Gibt es für eine Zollschuld mehrere Schuldner, so sind diese gemäß Art. 213 ZK gesamtschuldnerisch zur Erfüllung der Zollschuld verpflichtet. Es steht somit im Ermessen der Zollbehörde, von wem sie die entstandenen Abgaben einfordert. Unter Beachtung des § 20 BAO hat eine solche Ermessensentscheidung nach Billigkeit und Zweckmäßigkeit zu erfolgen, wobei unter "Billigkeit" die berechtigten Interessen der Partei und unter "Zweckmäßigkeit" das öffentliche Interesse zu verstehen ist. Einfluss auf die Ermessensentscheidung haben daher beispielsweise das Naheverhältnis der jeweiligen Personen zur Zollschuldentstehung, die wirtschaftlichen Verhältnisse der betroffenen Parteien, das öffentliche Interesse an der Einbringung der Abgaben sowie die Berücksichtigung einer verwaltungsökonomischen Vorgangsweise.
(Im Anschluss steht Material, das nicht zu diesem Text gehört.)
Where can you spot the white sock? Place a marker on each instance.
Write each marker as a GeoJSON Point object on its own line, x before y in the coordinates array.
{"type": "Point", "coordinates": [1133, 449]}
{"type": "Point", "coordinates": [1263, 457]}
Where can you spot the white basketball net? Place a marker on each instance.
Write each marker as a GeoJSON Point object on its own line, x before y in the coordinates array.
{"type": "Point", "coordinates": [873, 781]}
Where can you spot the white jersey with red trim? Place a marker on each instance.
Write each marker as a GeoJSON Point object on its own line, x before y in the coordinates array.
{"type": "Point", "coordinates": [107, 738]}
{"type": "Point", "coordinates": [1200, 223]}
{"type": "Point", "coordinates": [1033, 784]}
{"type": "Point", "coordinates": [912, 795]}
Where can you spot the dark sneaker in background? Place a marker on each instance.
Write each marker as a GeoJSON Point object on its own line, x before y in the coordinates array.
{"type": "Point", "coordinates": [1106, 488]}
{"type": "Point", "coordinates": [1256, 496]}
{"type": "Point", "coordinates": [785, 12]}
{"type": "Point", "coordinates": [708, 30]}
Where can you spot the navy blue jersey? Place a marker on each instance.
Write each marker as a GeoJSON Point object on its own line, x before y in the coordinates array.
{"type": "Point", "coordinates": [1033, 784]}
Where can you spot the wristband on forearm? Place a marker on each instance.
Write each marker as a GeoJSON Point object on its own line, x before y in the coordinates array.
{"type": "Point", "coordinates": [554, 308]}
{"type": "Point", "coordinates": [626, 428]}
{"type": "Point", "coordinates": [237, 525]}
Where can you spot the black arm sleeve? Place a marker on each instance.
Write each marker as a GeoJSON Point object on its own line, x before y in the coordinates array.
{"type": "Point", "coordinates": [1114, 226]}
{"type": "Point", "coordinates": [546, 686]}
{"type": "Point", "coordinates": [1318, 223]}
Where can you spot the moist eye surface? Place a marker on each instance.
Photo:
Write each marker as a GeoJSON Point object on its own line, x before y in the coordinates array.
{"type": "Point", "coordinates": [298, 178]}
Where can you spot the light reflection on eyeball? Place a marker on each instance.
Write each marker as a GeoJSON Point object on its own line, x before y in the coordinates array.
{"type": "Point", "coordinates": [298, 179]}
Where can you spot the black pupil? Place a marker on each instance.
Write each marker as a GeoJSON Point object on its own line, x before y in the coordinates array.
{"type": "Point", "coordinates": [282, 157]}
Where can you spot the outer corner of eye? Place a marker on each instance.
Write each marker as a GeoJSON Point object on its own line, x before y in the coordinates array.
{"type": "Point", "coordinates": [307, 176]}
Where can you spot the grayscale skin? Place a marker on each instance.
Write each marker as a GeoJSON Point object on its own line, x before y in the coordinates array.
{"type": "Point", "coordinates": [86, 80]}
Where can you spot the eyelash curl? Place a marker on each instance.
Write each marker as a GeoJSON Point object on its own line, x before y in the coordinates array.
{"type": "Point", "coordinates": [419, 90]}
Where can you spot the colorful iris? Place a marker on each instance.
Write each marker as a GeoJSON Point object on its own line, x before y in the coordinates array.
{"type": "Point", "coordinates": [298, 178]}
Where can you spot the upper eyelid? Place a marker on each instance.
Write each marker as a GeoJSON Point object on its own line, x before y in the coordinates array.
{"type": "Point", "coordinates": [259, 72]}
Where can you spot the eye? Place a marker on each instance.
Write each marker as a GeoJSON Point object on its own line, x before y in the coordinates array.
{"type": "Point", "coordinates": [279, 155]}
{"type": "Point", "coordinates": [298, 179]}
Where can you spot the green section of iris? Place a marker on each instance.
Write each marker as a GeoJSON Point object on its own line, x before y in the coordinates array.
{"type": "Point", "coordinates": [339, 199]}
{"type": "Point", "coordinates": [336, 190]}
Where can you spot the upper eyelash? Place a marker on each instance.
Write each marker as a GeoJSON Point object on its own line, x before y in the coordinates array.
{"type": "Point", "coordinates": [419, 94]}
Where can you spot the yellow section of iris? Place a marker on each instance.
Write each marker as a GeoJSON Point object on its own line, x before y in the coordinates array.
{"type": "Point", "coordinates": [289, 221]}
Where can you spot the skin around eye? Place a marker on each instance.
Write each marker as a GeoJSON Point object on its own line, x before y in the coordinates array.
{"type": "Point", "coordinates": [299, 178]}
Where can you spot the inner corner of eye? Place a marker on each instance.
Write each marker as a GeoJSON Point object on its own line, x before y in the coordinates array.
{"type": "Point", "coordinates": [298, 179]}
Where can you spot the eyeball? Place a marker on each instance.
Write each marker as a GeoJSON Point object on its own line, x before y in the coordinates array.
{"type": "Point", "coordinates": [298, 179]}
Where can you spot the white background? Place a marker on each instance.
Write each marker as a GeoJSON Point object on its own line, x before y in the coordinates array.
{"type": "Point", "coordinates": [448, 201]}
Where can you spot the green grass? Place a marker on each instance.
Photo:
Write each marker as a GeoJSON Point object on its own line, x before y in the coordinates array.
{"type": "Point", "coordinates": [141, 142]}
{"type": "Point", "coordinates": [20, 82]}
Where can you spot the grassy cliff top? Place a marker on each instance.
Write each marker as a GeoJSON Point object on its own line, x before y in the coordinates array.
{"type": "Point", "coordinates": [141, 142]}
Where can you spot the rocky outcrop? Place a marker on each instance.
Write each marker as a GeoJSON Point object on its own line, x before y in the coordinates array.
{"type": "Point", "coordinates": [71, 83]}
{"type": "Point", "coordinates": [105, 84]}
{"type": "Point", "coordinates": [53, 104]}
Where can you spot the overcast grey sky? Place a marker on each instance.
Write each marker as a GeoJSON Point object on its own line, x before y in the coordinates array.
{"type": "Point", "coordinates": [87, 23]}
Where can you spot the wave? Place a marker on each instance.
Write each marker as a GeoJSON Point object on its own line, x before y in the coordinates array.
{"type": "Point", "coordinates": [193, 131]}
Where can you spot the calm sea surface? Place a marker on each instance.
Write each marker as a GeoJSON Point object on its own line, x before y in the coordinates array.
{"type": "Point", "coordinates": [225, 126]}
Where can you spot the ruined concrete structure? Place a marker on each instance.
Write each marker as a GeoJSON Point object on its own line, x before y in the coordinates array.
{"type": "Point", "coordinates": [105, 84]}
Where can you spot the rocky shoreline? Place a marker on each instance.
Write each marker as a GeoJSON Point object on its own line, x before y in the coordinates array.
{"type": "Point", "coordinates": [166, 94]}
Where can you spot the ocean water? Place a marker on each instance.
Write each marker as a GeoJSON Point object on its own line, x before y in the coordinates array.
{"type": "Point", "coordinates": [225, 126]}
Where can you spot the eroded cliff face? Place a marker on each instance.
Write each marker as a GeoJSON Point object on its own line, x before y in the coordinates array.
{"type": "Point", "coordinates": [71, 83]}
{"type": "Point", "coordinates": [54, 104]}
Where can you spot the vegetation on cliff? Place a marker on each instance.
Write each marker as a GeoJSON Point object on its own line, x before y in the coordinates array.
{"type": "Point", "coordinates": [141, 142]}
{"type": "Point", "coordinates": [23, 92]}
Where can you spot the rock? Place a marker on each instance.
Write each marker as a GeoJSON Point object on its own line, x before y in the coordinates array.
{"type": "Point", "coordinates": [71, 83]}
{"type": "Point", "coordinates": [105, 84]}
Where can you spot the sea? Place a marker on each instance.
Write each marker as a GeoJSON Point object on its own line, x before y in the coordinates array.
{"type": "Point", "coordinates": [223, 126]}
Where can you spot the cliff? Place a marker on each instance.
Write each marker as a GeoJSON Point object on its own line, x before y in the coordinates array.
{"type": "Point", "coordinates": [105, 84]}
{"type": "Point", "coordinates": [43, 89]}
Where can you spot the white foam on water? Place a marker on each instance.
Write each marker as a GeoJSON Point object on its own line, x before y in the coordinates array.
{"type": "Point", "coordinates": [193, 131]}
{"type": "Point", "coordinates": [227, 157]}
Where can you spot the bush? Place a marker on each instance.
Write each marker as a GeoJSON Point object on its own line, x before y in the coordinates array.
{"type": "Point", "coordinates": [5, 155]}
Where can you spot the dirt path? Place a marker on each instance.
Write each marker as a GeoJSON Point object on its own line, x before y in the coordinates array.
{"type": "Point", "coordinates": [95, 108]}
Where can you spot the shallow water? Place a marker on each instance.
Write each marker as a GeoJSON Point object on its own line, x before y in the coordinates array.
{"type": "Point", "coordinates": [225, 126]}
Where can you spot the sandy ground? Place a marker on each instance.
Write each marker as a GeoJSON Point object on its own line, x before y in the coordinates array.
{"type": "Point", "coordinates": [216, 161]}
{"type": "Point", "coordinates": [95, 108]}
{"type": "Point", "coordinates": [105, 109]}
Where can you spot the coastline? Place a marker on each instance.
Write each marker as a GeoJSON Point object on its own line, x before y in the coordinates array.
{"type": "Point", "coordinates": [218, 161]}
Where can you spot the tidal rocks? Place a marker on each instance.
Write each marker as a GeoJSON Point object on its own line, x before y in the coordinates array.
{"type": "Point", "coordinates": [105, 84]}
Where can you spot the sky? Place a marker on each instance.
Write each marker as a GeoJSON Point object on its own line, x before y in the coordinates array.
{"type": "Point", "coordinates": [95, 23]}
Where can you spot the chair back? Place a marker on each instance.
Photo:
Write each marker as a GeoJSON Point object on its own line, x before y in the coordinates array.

Im gegenständlichen Fall ist davon auszugehen, dass sowohl die Gattin des Bf. als auch der Bf. selbst eine gleich gelagerte "Nähe" zur Zollschuld aufweisen. Während die Gattin des Bf. jene Person darstellt, welche die gegenständliche Ware vorschriftswidrig nach Österreich verbracht hat, würde die Verwendung eines ausländischen unverzollten PKW durch den nunmehrigen Bf. (auf Grund seines gewöhnlichen Wohnsitzes in der Gemeinschaft) den Tatbestand der Zollschuldentstehung auch dann erfüllen, wenn das Fahrzeug unter rechtmäßigen Voraussetzungen in das Zollgebiet der Gemeinschaft verbracht worden wäre. Folglich wäre für den Bf. auch dann die Zollschuld entstanden, wenn seine Gattin ihren gewöhnlichen Wohnsitz außerhalb der Gemeinschaft innegehabt hätte. Zu den wirtschaftlichen Verhältnissen der Abgabenschuldner wird ausgeführt, dass laut Angaben anlässlich der niederschriftlichen Einvernahmen vom 27. Juli 2001 vor dem Hauptzollamt Wien als Finanzstrafbehörde I. Instanz, die Gattin des Bf. über kein eigenes Einkommen verfügt, wobei hingegen der Bf. als Angestellter einen regelmäßigen Monatslohn bezieht. Im Hinblick auf das Gebot der Sparsamkeit, Wirtschaftlichkeit und Zweckmäßigkeit der Vollziehung sowie unter dem Gesichtspunkt der Einbringlichkeit ist es rechtmäßig, in Anwendung des Auswahlermessens dem Bf. die Eingangsabgaben im Rahmen des Gesamtschuldverhältnisses vorzuschreiben.

Es war daher, wie im Spruch ausgeführt, zu entscheiden.